Originally posted by DigiMan
Thanks for all of the info. everyone.

Interesting that someone commented that the VPS comes with some older things installed. I had thought that it was a managed VPS and would have expected it to come pretty up-to-date. Anyone from ServInt who might be reading this board care to comment?

Regarding the firewall, there were several folks who mentioned that they or their clients had successfully installed one. For those who have, which one was used (anything other than the iptables mentioned)?

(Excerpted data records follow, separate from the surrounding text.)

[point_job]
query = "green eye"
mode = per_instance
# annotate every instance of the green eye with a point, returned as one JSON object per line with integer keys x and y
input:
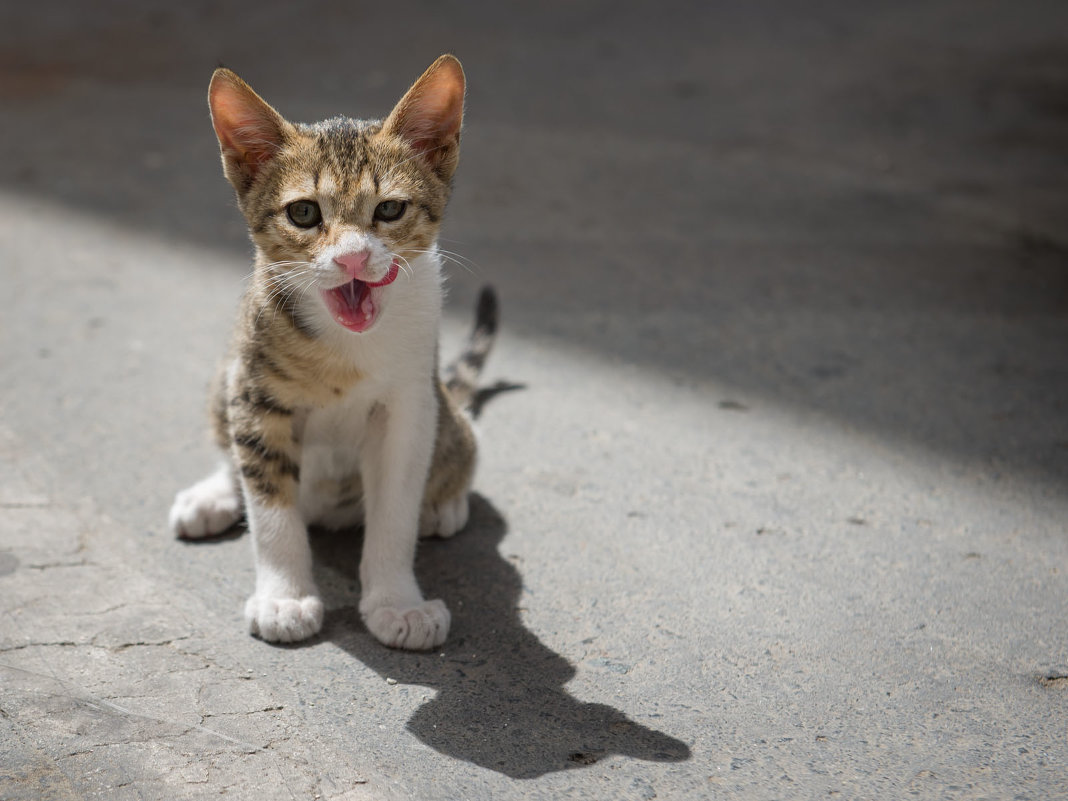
{"x": 389, "y": 210}
{"x": 304, "y": 214}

Virtuozzo 2.5.1 just came out recently, and we're in the process of updating our servers. This should update the versions referenced as "old" in related posts. Because we aren't willing to reboot any of these servers in an effort to minimize downtime and want to ensure everything is properly tested, what we're doing is bringing up new clean servers, installing 2.5.1 on them, then migrating the VPS accounts from old servers to updated ones. All VPS server upgrades should be complete within the next week.

I am running MRTG currently , albeit grabbing data from other devices.

BobFarmer:

Thanks for the info. Does that mean that the security patch/managed references on the VPS page only refer to Virtuozzo releases?

For example, if RedHat were to release a critical update would it be installed on release (assuming of course that the individual VPS owners could choose how they want ServInt to handle their updates)?

Thanks.

@BoBFarmer

What is with the quota support?

SpiritAu

Seems it dosn't support quota's.
Totally destorying the plans we had...


DizixCom

quotas work as well if this is Virtuozzo 2.5, but they have to be enabled by the provider when creating the VDS.

DigiMan, updates are not installed for you unless you request them individually, you might as well type up2date -u yourself or setup a daily cronjob.

And for the kernel, last time there was a RH advisory it was on the 1st and on the third we got a new kernel, but I have no idea if this was related to the problem.